Ketua fraksi Gerindra ini menilai, sebaiknya militer Indonesia tak
tergesa-gesa. Harus ada pemetaan kondisi yang kemungkinan bakal dihadapi
di perairan Filipina. Sementara terkait upaya pembebasan ke-7 WNI yang disandera kelompok
sempalan Abu Sayyaf, Menlu Retno L.P Marsudi, tengah mengusahakan melalu
jalur diplomasi.
Retno menyatakan Kemlu sudah menerjunkan tim diplomat
khusus ke Davao. “Diplomat kami ke Davao untuk berbicara dengan banyak pihak di sana
guna memperoleh informasi dan upaya penyelamatan,” imbuh menlu.
3 pasukan elit Indonesia disiagakan di 3 titik, antisipasi pembebasan 7 WNI. |
Penyanderaan ABK Indonesia yang ketiga kalinya terjadi dalam empat bulan belakangan. Tujuh awak kapal yang disandera kelompok sempalan Abu Sayyaf pada 20 juni lalu, merupakan ABK Kapal Tugboat Charles 001 dan Kapal Tongkang Robby 152.
Sejatinya, dalam kasus penyanderaan 7 WNI di Filipina ini, Indonesia
sempat menerjunkan seluruh pasukan elitenya, mulai dari Komando Pasukan
Khusus (Kopassus) TNI AD, Komando Pasukan Katak (Kopaska) TNI AL dan
Pasukan Khas (Paskhas) TNI AU.
Pengerahan itu dilakukan untuk membebaskan seluruh sandera dari
tangan penculik.

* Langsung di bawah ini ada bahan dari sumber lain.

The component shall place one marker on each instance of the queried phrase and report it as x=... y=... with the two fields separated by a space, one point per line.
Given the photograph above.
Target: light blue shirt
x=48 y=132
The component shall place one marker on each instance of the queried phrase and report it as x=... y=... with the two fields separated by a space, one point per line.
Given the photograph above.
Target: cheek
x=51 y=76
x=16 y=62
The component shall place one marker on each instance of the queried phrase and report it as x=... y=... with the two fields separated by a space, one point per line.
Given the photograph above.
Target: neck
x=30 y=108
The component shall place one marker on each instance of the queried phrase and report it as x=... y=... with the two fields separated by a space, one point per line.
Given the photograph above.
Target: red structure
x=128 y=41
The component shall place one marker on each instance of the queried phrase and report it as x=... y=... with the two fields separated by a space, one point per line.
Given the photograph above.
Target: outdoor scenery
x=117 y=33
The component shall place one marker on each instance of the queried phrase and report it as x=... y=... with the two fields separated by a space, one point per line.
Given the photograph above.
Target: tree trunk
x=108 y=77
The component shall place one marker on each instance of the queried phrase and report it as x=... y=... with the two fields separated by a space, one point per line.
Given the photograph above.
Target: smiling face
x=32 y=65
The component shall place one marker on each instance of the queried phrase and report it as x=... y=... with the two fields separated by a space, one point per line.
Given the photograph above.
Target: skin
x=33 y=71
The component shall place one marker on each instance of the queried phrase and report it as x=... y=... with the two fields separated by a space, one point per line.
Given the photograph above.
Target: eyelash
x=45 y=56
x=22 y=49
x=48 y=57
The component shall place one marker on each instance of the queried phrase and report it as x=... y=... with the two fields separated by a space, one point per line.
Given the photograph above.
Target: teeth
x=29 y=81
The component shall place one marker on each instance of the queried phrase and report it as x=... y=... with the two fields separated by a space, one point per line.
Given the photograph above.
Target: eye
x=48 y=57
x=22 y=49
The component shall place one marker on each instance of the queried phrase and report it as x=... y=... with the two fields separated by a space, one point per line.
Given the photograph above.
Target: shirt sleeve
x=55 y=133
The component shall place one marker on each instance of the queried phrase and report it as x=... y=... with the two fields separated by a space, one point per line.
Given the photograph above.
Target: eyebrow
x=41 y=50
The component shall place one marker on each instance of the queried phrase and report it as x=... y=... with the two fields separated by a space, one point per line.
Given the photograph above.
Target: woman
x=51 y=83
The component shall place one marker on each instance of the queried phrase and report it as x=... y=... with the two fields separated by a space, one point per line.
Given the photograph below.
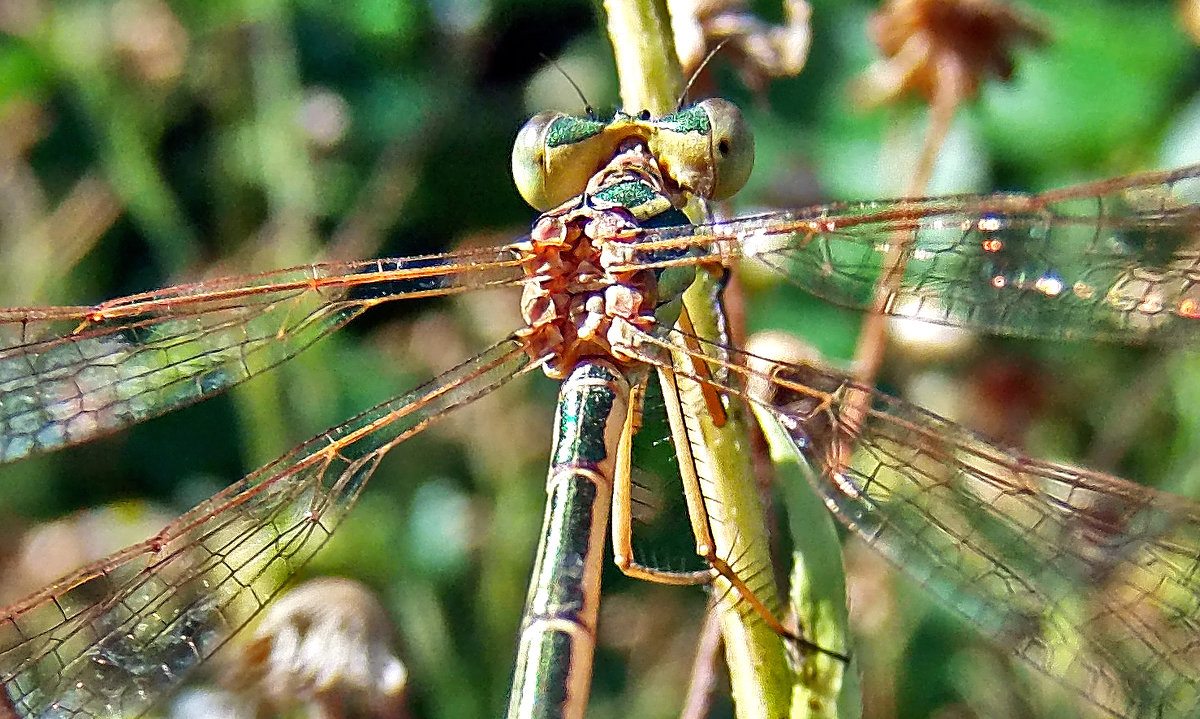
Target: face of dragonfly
x=305 y=190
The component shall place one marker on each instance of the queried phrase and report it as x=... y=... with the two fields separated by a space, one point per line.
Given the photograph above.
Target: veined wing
x=112 y=639
x=1090 y=577
x=71 y=373
x=1116 y=259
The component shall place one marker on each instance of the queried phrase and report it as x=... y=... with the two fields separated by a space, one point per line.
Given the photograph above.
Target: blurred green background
x=144 y=144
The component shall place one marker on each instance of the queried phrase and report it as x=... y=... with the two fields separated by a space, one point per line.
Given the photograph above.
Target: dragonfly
x=1086 y=576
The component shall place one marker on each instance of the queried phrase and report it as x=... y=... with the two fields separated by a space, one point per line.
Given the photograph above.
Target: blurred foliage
x=144 y=144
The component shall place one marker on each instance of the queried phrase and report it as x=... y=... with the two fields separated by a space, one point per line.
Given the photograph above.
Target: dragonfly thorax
x=575 y=303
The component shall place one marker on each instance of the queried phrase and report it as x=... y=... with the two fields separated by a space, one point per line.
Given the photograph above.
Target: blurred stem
x=647 y=64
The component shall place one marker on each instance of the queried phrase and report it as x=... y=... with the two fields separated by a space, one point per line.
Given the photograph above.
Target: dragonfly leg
x=622 y=507
x=706 y=547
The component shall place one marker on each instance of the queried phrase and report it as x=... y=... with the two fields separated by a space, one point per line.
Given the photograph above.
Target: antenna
x=587 y=106
x=700 y=69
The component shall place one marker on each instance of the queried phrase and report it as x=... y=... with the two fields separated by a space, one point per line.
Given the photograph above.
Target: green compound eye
x=529 y=169
x=731 y=148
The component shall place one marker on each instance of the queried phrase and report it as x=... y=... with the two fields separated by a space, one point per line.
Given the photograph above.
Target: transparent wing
x=71 y=373
x=1117 y=259
x=1090 y=577
x=112 y=639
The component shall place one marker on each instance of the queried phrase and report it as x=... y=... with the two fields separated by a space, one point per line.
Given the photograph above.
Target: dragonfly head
x=706 y=149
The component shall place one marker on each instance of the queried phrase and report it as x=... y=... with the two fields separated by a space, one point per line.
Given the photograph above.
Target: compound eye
x=529 y=167
x=732 y=147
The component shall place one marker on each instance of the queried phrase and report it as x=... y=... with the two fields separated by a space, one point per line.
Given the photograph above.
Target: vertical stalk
x=760 y=673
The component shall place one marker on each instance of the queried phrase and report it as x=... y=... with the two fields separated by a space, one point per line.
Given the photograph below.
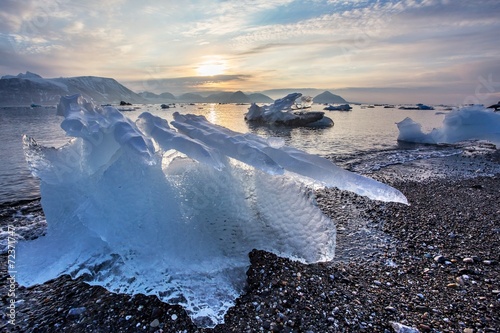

Apalagi, para militan mengancam akan membunuh mereka
jika Indonesia tidak juga membayar tebusan sebesar 20 juta ringgit
Malaysia (MYR) atau setara dengan Rp 66,36 miliar (kurs 1 ringgit Rp
3.318).
perbandingan kekuatan TNI dengan kelompok Abu Sayyaf tahun 2015 (jumlah personil Abu sayaf 2016 jauh berkurang, sebagian tewas di tangan tentara Filipina) |
Para pasukan elite tersebut ditempatkan di Pulau Sebatik, dekat
dengan perbatasan tiga negara, yakni Indonesia, Malaysia dan Filipina.
Jika Indonesia menggunakan opsi militer untuk membebaskan para sandera,
tidak menutup kemungkinan ketiganya akan diterjunkan ke medan konflik.
Apalagi, ketiga pasukan elite TNI itu memiliki reputasi yang
berbeda-beda. Meski demikian, Indonesia tetap mengutamakan misi diplomasi untuk
membebaskan para sandera untuk menghindari terjadinya korban.